遠野文化研究センター設立宣言

『遠野物語』の誕生から、百年の歳月が過ぎ去り、いま遠野とそこに生きる人々は、あらたな百年に向けて歩み始めている。遠野という、『遠野物語』を産み落とした土地こそが、やがて主人公となることだろう。そこに堆積している歴史や文化や風土をひとつひとつ掘り起こしながら、明日の遠野を創るための糧としなければならない。
それらを丁寧に記録し、土地の記憶のアーカイヴへと育てていく。そして、そこから明日をデザインするためのたくさんの知恵や技を汲みあげ、再発見することになるだろう。
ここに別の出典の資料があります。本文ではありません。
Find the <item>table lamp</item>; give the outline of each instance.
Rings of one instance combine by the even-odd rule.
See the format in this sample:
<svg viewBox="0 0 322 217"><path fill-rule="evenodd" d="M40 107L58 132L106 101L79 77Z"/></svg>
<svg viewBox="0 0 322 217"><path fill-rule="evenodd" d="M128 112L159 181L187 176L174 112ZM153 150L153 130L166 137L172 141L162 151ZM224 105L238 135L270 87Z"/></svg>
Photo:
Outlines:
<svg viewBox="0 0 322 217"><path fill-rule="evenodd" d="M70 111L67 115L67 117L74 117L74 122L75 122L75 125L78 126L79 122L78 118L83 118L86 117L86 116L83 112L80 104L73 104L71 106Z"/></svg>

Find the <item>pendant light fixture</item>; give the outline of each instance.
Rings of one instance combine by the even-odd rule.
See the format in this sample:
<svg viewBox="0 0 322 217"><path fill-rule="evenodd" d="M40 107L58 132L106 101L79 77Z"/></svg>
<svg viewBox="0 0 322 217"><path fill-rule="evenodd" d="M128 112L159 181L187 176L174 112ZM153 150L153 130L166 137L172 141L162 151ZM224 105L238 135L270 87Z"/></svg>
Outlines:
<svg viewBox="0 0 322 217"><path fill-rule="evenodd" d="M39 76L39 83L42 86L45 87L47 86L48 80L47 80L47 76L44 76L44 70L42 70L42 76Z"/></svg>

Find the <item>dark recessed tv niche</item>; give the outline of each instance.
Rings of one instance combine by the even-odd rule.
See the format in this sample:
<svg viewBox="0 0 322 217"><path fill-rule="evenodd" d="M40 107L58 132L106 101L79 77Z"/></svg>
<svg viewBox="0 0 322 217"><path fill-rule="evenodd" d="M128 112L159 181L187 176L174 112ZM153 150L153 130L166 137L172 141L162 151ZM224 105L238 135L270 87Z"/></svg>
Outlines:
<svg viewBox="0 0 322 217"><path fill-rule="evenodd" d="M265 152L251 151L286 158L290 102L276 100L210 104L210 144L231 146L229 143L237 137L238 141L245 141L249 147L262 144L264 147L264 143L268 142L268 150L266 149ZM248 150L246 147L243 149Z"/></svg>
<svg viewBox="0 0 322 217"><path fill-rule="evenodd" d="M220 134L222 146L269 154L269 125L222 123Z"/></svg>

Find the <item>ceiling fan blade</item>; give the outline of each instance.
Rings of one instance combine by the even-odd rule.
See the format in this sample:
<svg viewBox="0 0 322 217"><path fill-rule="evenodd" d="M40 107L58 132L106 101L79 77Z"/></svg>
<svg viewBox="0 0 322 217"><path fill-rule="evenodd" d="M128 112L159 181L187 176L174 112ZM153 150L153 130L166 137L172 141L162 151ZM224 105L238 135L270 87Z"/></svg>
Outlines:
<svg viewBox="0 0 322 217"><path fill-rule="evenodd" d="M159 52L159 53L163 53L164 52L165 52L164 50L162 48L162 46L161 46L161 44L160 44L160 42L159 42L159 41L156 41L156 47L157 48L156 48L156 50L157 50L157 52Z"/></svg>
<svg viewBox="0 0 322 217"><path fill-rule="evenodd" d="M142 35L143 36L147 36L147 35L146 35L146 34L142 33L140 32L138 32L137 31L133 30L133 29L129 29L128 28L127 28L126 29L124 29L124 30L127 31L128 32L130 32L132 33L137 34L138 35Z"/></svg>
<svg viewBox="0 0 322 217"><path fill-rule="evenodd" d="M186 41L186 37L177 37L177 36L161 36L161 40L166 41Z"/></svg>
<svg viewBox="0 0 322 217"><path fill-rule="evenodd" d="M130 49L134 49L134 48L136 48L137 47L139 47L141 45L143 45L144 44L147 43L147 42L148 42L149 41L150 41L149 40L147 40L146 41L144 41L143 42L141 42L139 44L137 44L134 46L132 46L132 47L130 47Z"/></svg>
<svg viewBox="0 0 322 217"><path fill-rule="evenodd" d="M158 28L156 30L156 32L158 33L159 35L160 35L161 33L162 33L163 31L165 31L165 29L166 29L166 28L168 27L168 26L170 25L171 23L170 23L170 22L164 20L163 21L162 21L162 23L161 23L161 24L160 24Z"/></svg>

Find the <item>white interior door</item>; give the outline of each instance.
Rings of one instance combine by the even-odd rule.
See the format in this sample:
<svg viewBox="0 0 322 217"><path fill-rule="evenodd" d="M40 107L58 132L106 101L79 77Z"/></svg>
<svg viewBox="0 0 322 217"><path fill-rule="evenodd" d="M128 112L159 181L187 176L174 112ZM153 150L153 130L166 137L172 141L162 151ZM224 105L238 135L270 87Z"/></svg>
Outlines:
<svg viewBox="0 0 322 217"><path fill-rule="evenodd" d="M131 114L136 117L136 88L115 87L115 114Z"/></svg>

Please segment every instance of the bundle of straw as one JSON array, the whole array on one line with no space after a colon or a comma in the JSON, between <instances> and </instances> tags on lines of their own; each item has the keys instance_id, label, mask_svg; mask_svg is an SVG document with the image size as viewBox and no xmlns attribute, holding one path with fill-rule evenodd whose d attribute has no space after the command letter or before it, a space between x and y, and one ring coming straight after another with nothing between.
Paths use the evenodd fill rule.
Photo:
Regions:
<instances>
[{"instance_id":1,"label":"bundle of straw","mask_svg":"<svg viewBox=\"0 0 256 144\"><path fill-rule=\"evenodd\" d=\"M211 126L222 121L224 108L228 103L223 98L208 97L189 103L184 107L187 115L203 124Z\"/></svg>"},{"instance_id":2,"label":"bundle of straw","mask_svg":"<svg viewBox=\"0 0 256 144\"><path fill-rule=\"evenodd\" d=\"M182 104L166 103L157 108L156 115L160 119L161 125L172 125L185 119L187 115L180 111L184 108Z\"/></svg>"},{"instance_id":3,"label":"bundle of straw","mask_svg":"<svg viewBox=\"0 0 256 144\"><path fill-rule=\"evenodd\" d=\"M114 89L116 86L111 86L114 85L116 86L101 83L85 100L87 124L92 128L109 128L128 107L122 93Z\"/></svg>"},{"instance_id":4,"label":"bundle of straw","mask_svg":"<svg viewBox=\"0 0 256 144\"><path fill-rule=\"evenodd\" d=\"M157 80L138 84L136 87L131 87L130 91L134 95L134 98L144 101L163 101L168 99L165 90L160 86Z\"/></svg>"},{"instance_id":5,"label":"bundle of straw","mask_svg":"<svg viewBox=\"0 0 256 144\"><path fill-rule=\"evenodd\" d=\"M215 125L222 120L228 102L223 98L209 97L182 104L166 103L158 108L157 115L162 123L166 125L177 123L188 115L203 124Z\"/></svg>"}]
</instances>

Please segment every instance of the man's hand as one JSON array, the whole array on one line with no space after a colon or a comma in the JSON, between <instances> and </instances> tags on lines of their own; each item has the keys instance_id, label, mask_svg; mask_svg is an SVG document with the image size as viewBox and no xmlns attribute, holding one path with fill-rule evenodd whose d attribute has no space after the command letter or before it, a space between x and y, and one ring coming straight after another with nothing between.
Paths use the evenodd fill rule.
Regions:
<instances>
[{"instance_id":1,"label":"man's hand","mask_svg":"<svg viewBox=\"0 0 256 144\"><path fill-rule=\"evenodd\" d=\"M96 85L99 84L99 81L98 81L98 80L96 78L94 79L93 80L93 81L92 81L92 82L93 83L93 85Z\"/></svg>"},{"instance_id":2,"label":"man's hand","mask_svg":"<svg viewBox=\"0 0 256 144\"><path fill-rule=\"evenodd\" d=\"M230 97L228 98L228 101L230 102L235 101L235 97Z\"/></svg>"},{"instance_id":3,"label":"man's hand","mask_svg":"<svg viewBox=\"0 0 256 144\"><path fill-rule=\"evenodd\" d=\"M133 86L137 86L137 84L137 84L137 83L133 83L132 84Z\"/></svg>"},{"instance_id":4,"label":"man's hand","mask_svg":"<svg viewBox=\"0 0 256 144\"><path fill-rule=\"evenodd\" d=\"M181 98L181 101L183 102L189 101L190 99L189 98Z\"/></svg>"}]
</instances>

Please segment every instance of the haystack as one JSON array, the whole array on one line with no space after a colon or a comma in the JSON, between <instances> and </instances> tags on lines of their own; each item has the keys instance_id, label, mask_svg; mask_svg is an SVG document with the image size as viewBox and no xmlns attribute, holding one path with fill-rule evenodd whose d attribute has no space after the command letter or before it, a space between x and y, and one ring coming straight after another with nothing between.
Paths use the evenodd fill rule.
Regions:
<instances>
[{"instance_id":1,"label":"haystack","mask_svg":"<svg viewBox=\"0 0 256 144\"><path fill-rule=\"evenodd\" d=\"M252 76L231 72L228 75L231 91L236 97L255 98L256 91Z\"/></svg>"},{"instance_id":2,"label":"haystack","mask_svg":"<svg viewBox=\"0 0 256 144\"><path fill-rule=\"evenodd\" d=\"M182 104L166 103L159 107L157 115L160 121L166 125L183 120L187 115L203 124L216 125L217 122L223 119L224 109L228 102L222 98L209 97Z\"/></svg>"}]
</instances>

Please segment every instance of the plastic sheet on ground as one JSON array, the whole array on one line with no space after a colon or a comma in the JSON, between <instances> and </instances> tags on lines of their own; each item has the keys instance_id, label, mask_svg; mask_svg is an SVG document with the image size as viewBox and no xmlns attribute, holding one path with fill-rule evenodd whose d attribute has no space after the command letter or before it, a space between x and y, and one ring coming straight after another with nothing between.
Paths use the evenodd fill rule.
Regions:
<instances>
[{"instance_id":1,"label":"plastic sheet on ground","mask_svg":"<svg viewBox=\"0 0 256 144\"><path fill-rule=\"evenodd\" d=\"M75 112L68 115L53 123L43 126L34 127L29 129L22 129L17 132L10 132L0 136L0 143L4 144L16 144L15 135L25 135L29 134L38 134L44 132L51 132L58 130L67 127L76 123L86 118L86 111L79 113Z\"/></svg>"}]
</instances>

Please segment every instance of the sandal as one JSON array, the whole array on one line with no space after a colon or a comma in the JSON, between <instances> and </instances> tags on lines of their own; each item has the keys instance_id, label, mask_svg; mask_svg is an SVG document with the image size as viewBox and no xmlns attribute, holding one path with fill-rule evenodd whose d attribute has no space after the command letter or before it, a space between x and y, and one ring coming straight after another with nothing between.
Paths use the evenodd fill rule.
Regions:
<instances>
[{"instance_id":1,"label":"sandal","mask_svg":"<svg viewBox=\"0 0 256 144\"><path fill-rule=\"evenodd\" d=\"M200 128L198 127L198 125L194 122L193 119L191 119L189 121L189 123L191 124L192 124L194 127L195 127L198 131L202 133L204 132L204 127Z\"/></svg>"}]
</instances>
遠野文化研究センターは来るべき百年に向けて、あたかも東北が厳しい試練にさらされている2011年の春に創設された。それは、『遠野物語』を産んだ、遠野という地域の歴史や文化や風土を包括的に研究し、それを地域資源として生業や観光の現場に繋げていくことをめざす。
文化を生きられたままに継承するためには、人を育てること、地域社会を守ることが欠かせない。開かれた市民参加の学びの庭を創らねばならない。

思えば、遠野という土地の名前が、すでに大きなブランド力を秘めているのではないか。だからこそ、それをしなやかに、したたかに活用することにしよう。 遠野のあらたな百年を創るために――。